Scott jerked his pistol to the side, and ran back to Budress.

“The dude I saw took off. Officers in pursuit.”

Budress flashed his light through the window and moved to the door.

“Screw him. This guy’s dead or dying. We gotta go in.”

Budress heaved back and kicked hard above the knob. The door flew open and Scott released his dog.

“Get’m, baby. Get’m.”

Maggie surged into the house.

Scott went in behind her, gun up and ready. He cleared the kitchen and moved into the living room. Maggie pulled up short at the body, barking to let Scott know she had found her prey.

Budress kicked a pistol away from the body.

“Keep moving. Clear the house.”

Scott directed Maggie into a hall. A bathroom and a small bedroom were open, but a door at the end of the hall was closed.

Maggie took passing sniffs at the bath and bedroom, but slowed at the closed door. She seemed to study the door for a moment, then sank to her belly and gazed at the door. Scott saw her nostrils work, but she didn’t bark as she would if someone was in the room.

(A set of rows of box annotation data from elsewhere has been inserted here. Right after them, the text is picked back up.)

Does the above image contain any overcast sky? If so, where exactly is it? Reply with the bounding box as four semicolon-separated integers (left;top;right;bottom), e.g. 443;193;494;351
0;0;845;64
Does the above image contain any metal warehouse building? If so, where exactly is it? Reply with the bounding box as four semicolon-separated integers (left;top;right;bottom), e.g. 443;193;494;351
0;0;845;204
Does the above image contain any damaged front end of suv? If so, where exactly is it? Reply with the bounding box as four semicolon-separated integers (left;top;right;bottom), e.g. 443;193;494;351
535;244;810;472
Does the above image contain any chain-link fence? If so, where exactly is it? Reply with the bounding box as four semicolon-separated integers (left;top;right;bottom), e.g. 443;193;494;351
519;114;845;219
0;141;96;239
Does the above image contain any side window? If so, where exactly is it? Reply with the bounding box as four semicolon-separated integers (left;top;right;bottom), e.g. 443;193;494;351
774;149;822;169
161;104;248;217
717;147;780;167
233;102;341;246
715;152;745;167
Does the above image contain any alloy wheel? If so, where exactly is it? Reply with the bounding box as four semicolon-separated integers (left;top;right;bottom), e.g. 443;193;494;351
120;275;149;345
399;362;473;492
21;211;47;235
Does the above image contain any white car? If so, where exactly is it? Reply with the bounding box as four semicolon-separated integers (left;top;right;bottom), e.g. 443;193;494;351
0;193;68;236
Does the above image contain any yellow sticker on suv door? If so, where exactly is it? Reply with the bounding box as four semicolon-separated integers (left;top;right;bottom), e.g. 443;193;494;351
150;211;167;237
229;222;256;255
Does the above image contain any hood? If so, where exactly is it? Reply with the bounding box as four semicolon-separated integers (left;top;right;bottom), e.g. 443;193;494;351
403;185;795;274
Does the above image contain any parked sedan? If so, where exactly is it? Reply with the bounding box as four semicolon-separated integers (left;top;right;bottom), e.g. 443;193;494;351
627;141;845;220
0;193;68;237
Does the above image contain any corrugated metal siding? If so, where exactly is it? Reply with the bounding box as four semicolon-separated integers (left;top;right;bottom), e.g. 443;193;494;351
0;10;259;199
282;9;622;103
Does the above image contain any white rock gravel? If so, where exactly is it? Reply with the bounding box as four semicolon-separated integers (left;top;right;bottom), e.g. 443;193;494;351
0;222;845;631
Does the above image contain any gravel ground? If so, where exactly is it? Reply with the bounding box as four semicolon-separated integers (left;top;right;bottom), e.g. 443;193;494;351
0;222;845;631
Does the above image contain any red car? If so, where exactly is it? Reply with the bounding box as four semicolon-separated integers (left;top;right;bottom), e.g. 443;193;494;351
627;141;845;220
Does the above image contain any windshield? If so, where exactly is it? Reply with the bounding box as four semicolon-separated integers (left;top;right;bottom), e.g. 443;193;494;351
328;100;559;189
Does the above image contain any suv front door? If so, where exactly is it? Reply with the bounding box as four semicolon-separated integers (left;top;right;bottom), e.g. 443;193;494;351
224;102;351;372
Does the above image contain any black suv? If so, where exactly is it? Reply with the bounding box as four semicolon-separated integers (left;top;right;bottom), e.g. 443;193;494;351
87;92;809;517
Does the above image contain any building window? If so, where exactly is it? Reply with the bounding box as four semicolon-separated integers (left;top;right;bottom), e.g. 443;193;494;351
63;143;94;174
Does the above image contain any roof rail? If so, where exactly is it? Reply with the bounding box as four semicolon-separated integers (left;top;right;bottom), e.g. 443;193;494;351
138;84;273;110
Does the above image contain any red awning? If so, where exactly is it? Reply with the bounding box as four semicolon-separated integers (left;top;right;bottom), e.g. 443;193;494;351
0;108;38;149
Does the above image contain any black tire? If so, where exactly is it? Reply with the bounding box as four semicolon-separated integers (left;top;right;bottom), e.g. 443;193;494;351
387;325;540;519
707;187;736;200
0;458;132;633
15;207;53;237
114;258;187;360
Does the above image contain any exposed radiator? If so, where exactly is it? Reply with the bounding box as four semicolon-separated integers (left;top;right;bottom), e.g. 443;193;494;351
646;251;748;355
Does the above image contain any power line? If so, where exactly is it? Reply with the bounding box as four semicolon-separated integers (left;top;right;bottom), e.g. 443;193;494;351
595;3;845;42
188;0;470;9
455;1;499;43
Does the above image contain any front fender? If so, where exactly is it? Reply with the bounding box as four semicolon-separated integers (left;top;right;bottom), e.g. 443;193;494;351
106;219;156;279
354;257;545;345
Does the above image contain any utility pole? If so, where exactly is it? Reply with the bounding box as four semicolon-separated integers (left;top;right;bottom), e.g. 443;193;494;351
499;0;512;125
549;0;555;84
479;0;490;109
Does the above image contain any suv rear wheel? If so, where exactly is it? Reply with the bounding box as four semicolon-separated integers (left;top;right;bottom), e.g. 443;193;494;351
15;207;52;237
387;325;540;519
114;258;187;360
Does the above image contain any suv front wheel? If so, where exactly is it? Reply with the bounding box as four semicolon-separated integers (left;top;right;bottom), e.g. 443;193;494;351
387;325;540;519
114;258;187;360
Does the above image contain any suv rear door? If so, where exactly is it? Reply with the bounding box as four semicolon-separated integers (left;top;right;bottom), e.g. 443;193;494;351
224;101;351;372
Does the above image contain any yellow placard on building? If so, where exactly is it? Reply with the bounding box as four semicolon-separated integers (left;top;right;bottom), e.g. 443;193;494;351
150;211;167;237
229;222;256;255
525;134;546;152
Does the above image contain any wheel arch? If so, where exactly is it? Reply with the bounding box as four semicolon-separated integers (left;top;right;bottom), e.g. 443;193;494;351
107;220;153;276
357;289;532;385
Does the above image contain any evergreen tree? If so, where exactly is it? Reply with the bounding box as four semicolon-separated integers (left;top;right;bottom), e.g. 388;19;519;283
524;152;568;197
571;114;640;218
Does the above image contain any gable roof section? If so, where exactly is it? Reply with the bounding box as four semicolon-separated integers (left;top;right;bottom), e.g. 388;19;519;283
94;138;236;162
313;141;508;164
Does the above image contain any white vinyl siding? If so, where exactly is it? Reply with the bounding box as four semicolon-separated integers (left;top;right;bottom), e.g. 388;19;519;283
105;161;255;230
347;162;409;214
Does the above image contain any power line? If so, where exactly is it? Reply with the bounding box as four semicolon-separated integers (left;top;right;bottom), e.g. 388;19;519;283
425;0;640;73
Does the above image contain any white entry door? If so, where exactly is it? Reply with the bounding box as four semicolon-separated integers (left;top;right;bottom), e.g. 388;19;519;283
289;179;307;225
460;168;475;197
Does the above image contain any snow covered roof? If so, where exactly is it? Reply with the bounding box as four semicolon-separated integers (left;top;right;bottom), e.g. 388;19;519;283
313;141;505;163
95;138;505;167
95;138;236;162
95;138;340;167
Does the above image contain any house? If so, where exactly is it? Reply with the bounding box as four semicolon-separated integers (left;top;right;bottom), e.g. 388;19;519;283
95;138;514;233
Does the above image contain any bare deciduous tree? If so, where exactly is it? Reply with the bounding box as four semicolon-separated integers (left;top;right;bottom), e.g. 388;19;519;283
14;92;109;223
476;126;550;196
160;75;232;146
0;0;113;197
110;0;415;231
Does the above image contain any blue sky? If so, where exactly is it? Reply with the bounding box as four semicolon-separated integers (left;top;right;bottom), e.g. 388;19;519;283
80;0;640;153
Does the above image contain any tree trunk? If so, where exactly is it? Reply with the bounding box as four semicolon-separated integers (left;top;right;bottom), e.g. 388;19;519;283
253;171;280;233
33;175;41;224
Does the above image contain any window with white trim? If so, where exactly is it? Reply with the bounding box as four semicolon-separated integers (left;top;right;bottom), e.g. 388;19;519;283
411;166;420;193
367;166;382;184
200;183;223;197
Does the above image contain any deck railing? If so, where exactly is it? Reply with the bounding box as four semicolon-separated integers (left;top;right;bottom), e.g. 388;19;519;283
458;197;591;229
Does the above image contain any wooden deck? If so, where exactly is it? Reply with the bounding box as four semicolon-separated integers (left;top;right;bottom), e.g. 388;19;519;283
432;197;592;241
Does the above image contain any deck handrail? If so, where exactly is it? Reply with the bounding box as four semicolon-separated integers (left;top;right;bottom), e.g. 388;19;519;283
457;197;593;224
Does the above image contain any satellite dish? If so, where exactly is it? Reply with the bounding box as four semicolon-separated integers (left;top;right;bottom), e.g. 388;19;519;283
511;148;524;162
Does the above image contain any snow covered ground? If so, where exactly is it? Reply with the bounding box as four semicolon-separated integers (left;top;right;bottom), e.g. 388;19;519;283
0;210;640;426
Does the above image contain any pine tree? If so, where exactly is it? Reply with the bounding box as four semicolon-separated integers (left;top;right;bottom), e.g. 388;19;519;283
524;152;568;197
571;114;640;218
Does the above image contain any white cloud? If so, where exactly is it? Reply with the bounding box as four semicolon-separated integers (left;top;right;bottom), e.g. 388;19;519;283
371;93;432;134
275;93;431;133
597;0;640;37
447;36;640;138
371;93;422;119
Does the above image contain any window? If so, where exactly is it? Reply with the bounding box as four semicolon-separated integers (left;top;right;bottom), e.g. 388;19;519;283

Budress said, “Front rooms are clear. What’s she got?”

“Dunno. What’s with the smell? Chemicals?”

“Bleach. It’s killing my eyes.”

Scott moved closer. Maggie glanced at him proudly and wagged her tail, but stayed on her belly. Scott had never seen her alert this way.

Budress shouted.

“Police. Open the door and step out. Do it
now
.”

Scott pressed his ear to the door but heard nothing. He shrugged. Budress pointed at the door, and nodded.

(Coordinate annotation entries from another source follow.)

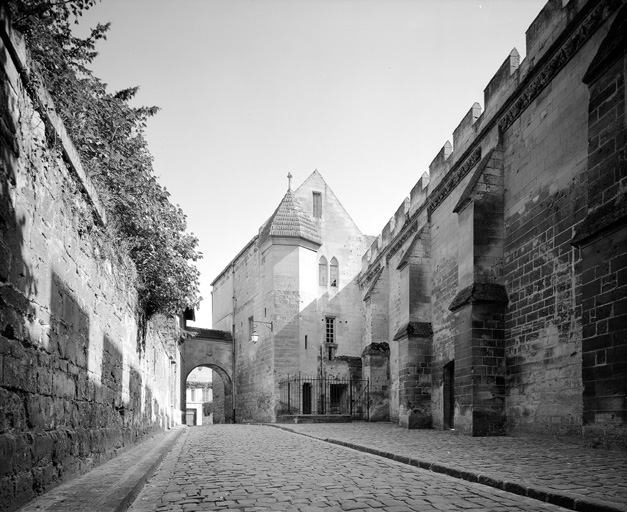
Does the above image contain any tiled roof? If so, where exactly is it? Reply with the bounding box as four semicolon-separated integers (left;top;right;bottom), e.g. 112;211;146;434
259;190;322;244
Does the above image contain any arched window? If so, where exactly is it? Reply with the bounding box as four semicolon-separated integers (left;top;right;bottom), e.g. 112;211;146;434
318;256;328;286
330;258;339;286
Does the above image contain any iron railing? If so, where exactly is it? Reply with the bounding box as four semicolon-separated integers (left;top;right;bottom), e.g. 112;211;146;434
277;375;370;420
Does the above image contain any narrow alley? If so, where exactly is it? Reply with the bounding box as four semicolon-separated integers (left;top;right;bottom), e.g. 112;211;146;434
129;425;564;512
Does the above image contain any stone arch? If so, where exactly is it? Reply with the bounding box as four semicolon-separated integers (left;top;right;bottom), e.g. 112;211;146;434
181;327;233;422
186;363;233;423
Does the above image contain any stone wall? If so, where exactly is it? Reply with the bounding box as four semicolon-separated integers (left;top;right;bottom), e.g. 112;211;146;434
360;0;627;446
0;10;181;510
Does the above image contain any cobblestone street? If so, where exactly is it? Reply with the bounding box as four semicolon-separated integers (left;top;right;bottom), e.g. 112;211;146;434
130;425;564;512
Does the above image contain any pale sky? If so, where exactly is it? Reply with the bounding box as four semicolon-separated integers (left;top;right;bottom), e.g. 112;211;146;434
80;0;546;327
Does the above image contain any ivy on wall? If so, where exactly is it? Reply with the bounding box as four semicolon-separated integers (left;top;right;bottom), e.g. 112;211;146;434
9;0;202;324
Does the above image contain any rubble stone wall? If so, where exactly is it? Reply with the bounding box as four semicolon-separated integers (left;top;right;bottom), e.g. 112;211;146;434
0;11;181;510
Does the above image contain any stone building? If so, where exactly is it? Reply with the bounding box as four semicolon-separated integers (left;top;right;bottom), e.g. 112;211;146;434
359;0;627;447
212;171;371;421
0;7;184;511
213;0;627;448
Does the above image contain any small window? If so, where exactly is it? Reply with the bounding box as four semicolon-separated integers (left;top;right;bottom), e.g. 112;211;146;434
329;258;338;287
318;256;327;286
313;192;322;219
325;316;335;343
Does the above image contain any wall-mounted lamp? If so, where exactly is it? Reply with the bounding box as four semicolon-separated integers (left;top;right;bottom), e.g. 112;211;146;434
250;321;274;343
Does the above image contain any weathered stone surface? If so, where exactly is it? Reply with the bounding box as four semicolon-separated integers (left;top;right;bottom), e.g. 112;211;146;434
0;9;181;510
359;0;627;448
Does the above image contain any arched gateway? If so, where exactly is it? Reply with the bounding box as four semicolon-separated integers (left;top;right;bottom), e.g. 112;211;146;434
181;327;235;422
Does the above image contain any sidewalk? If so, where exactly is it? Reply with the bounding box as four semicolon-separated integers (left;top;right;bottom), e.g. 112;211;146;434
19;427;187;512
272;423;627;512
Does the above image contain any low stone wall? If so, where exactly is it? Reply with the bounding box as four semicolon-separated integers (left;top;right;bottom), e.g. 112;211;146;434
0;10;180;510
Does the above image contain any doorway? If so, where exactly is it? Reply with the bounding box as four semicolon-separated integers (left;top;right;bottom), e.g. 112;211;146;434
303;382;311;414
442;361;455;430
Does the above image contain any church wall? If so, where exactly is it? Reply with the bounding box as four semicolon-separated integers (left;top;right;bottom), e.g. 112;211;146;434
503;19;603;434
231;244;273;422
295;171;367;357
360;0;625;444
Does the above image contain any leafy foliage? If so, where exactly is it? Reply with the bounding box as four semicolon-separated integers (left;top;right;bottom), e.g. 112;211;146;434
9;0;201;320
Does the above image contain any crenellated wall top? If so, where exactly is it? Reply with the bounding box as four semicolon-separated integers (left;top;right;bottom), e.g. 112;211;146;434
360;0;626;282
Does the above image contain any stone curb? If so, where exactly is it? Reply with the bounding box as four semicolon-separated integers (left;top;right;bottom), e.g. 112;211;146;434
266;424;627;512
20;427;186;512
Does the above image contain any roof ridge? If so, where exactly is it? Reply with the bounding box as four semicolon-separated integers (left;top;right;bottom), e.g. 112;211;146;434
260;189;322;244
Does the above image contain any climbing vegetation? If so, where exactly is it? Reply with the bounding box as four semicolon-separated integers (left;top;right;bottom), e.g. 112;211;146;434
9;0;202;320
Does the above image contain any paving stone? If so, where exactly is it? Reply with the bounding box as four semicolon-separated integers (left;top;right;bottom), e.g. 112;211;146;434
125;425;563;512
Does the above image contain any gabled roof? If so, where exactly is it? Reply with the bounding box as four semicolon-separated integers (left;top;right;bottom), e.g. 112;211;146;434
259;189;322;244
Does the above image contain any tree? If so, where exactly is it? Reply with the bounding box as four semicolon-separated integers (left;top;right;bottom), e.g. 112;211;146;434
9;0;202;332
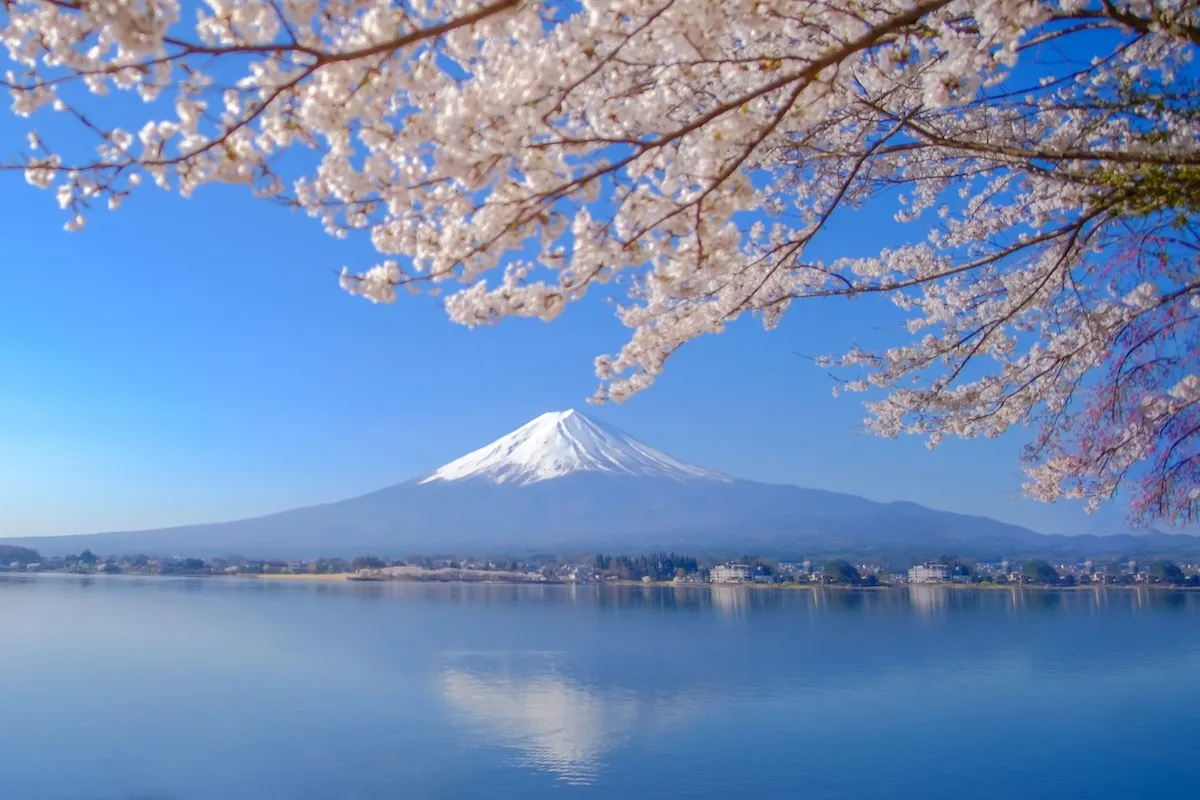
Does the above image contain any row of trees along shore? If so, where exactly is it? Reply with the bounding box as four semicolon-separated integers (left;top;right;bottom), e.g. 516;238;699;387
0;545;1200;587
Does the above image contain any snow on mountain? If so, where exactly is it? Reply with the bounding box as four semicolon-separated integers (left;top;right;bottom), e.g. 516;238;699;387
420;409;732;485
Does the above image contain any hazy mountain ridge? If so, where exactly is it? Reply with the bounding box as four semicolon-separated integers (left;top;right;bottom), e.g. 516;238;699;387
6;411;1200;558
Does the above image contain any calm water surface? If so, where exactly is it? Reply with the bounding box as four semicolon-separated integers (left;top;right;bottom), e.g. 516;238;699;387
0;576;1200;800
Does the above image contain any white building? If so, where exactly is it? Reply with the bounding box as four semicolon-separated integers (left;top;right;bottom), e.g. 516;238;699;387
708;564;750;583
908;564;950;583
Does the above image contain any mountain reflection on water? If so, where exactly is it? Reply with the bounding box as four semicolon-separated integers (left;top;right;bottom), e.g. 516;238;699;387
0;576;1200;800
440;669;640;784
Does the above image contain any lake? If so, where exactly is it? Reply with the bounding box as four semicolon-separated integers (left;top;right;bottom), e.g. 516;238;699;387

Scott threw open the door and lit up the room.

Behind him, Budress whispered.

“Clip her, man. Do not let her go in.”

Scott clipped Maggie’s lead, then keyed his mike.

“We’re in the house. Do not approach our location. I say again, do not approach.”

The incident commander’s voice crackled from their radios.

“What the hell? Say your situation.”

Scott wasn’t quite sure how to say it.

“Explosives. There’s enough explosives in here to blow up the neighborhood.”

Scott glanced at Budress, who motioned him back.

“Back away, Scott. Let’s back the hell out of here.”

Scott backed from the room with his dog.